He maintained also that the canal "is perfectly secured" under the command of the Egyptian armed forces.
Ongoing fighting between the Egyptian army against the Islamist insurgents in North Sinai "has not affected" the canal or trade, he stressed.
2019: A stormy 150-year history
In its 150th year of operation, the Suez Canal has been through wars and high-stakes power struggles as it imposed itself as a vital international waterway.
On the anniversary of its lavish opening ceremony on November 17, 1869, here is a look back at key dates in its history.
4,000 years ago
As far back as the 19th century BC, a canal existed between the Red Sea and a section of the Nile River that links to the Mediterranean.
Dugout during the reign of Pharaoh Sesostris III could only be navigated during the wet season and required regular dredging. It was eventually abandoned in the eighth century AD.
From the 16th century, various plans were explored to build a navigable waterway between the Mediterranean and the Red Sea, essentially providing a shortcut between Europe and Asia.
1859: construction starts
In a breakthrough in 1854, French diplomat Ferdinand de Lesseps persuaded the new Egyptian ruler, Said Pasha, to grant him a concession to construct a canal from the Red Sea's Gulf of Suez to the Mediterranean.
De Lesseps founded the Suez Canal Company in 1855 and the work was financed through the sale of shares, half of which were bought by the Egyptian ruler.
Digging began in 1859, at first by laborers using picks and shovels, and later with steam- and coal-powered machinery. It involved about 60,000 workers.
1869: grandiose opening
The canal was opened on November 17, 1869, in a grandiose ceremony at Port Said attended by European dignitaries including Napoleon III's wife, Empress Eugenie de Montijo.
In November 1875 an indebted Said Pasha sold his shares to the British government, with French shareholders retaining the rest.
1888: goes international
Amid tussles for control, major powers signed in 1888 the Constantinople Convention that gave the waterway international status and open to all ships in times of war and peace. Egypt was not a signatory.
The provision was not always respected, including during the two World Wars.
1956: Suez Crisis
On July 26, 1956, Egyptian President Gamal Abdel Nasser took the world by surprise by nationalizing the canal to help finance the construction of the Aswan Dam on the Nile.
It sparked the Suez Crisis in which Britain, France, and Israel -- who feared the vital waterway could be cut off -- colluded to attack Egypt.
Israel invaded the Gaza Strip and Sinai peninsula in October; two days later French and British air raids destroyed part of Egypt's air force.
Nasser retaliated in November by sinking all 40 ships in the canal, which was closed until early 1957.

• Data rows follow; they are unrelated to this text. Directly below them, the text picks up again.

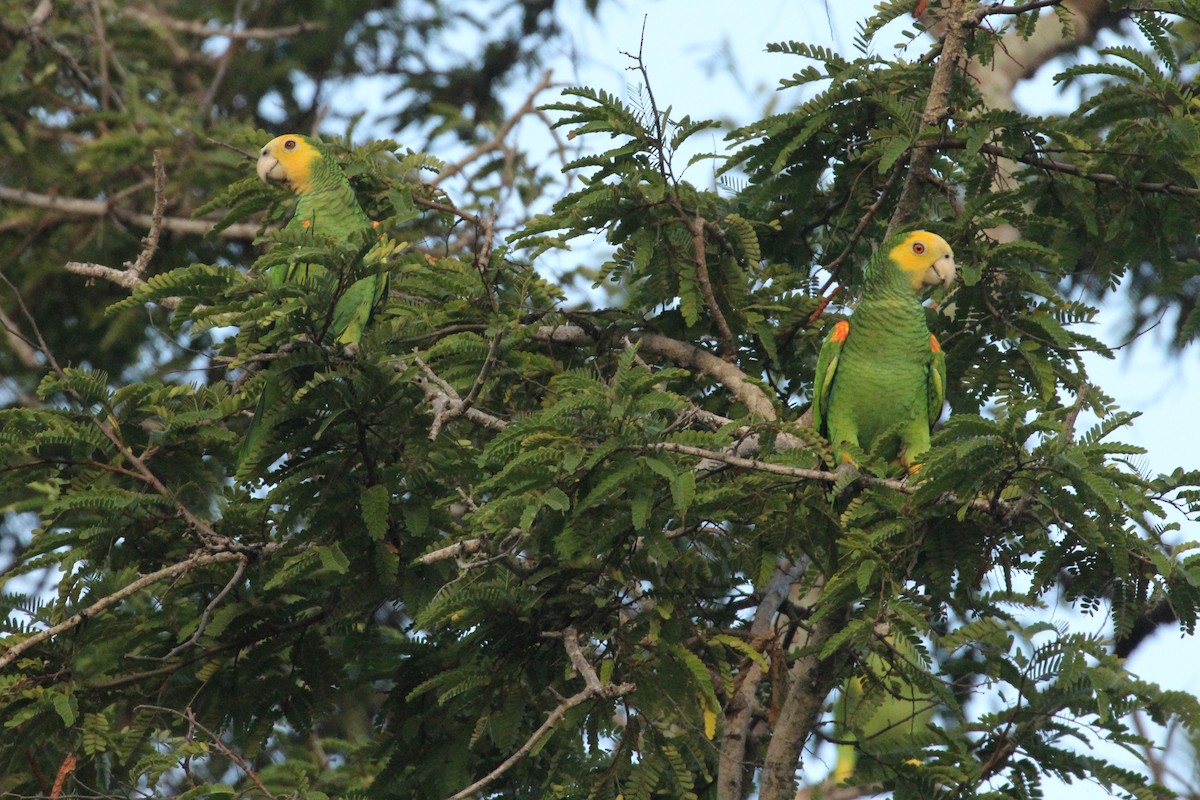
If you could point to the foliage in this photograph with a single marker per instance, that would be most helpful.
(562, 553)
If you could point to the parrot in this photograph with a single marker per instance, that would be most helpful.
(880, 383)
(325, 205)
(894, 708)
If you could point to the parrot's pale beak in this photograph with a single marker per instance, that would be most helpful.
(940, 271)
(270, 170)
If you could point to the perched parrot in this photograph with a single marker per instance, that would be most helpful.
(325, 205)
(881, 376)
(879, 708)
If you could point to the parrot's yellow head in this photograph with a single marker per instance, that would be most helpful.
(289, 160)
(925, 258)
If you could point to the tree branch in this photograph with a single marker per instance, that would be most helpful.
(959, 23)
(151, 18)
(743, 705)
(202, 558)
(593, 690)
(809, 681)
(497, 142)
(75, 206)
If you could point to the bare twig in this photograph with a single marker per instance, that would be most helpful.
(497, 142)
(1068, 423)
(957, 14)
(445, 401)
(593, 689)
(465, 547)
(208, 609)
(742, 708)
(150, 244)
(202, 558)
(756, 401)
(809, 681)
(217, 744)
(1043, 162)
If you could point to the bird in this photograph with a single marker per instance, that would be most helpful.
(880, 707)
(325, 206)
(880, 383)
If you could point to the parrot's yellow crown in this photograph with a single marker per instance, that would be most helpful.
(925, 258)
(289, 160)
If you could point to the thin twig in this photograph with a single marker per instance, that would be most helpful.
(445, 401)
(202, 558)
(593, 689)
(150, 244)
(465, 547)
(497, 140)
(208, 609)
(151, 18)
(959, 25)
(77, 206)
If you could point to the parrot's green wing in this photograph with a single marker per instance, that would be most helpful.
(827, 367)
(325, 206)
(879, 391)
(936, 380)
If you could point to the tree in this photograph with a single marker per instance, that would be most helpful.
(507, 547)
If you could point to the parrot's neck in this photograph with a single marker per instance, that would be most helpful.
(891, 305)
(331, 206)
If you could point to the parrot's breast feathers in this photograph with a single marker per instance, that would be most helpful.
(289, 158)
(925, 258)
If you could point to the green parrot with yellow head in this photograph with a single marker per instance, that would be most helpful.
(881, 376)
(325, 205)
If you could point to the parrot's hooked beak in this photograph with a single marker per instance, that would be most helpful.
(940, 271)
(270, 170)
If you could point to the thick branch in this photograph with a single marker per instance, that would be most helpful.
(73, 206)
(202, 558)
(741, 710)
(151, 18)
(809, 681)
(959, 25)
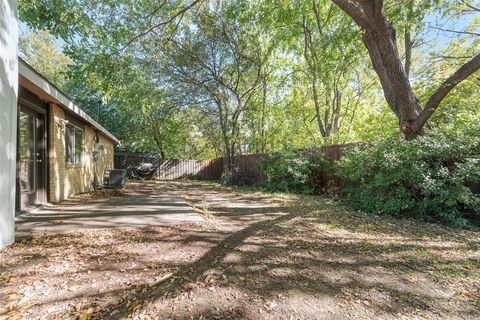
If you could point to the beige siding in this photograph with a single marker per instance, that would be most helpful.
(68, 179)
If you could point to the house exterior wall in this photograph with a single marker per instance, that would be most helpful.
(8, 118)
(69, 179)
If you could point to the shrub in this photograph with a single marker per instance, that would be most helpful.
(293, 171)
(238, 177)
(430, 177)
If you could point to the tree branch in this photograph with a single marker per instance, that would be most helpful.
(432, 104)
(354, 10)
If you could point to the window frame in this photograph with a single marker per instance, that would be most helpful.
(73, 158)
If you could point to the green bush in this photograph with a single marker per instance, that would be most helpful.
(428, 178)
(293, 170)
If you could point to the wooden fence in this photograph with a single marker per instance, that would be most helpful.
(171, 169)
(213, 169)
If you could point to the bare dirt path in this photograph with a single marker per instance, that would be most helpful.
(258, 256)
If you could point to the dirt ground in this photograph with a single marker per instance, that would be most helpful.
(257, 256)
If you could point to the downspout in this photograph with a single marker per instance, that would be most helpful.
(95, 159)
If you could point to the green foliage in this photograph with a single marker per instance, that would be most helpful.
(294, 170)
(426, 178)
(41, 50)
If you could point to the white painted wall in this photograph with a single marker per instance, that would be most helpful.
(8, 118)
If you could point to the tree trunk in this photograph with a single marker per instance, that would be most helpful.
(380, 40)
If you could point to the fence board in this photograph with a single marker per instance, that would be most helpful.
(170, 169)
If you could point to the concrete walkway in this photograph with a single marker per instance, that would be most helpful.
(114, 212)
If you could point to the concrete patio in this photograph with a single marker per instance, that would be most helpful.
(113, 212)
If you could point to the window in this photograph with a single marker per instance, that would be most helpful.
(73, 143)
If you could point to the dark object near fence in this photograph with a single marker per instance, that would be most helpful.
(145, 171)
(115, 178)
(247, 168)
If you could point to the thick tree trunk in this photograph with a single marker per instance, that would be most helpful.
(380, 41)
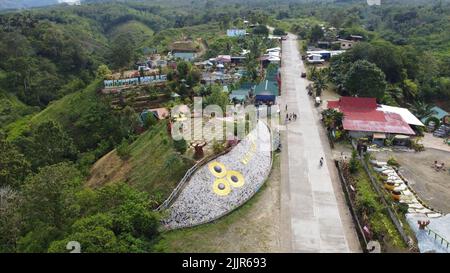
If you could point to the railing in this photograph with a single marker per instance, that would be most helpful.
(437, 237)
(377, 188)
(391, 213)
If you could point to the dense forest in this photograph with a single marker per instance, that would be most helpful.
(54, 124)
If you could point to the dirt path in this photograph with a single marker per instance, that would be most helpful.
(432, 187)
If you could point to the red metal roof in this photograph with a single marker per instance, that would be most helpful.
(393, 124)
(354, 103)
(360, 114)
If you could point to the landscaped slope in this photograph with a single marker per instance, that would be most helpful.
(153, 165)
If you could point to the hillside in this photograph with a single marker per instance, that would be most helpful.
(153, 166)
(11, 109)
(20, 4)
(61, 111)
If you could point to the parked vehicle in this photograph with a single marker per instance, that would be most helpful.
(318, 101)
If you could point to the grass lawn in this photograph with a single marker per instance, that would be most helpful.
(251, 228)
(153, 165)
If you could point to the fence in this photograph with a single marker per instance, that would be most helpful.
(437, 237)
(345, 187)
(391, 213)
(186, 178)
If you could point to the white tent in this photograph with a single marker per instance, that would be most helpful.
(403, 112)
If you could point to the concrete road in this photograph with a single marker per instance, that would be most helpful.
(309, 201)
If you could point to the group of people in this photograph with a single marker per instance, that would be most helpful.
(437, 166)
(291, 117)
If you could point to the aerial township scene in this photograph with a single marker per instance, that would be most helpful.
(209, 126)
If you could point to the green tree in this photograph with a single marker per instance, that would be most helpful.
(320, 83)
(49, 205)
(261, 30)
(122, 51)
(279, 32)
(218, 97)
(119, 219)
(13, 165)
(316, 33)
(103, 71)
(421, 109)
(180, 145)
(365, 79)
(49, 145)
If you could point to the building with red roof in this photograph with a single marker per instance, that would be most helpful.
(364, 118)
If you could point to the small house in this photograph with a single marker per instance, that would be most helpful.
(235, 32)
(346, 44)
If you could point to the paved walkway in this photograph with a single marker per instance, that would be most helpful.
(308, 195)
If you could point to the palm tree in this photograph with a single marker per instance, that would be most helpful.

As the tensions soared, Britain and then France ceded, and fighting abruptly ended after 10 days.
The canal was reopened on March 29, 1957, under Egyptian control.
1967: closed by wars
Egypt closed it again in June 1967 during the Six-Day War when Israeli troops invaded Egypt's Sinai Peninsula and reached the east bank of the canal.
It remained closed during the 1973 Yom Kippur War when Egyptian forces crossed the canal in a bid to retake the Sinai. The Israeli army repelled the attack with a counter-crossing.
The war ended with an UN-backed ceasefire.
1974: returned to Egypt
Talks resulted in a military disengagement deal in January 1974 that saw Israeli forces pull back from the canal, which returned to Egyptian control.
After 15 months of demining work, it reopened to international shipping on June 5, 1975.
On August 6, 2015, President Abdel Fattah al-Sisi officially opened a new route along the canal after work in which part of the existing waterway was widened and deepened.
The expansion is intended to cut the waiting times and double the number of ships using the canal to around 97 per day by 2023.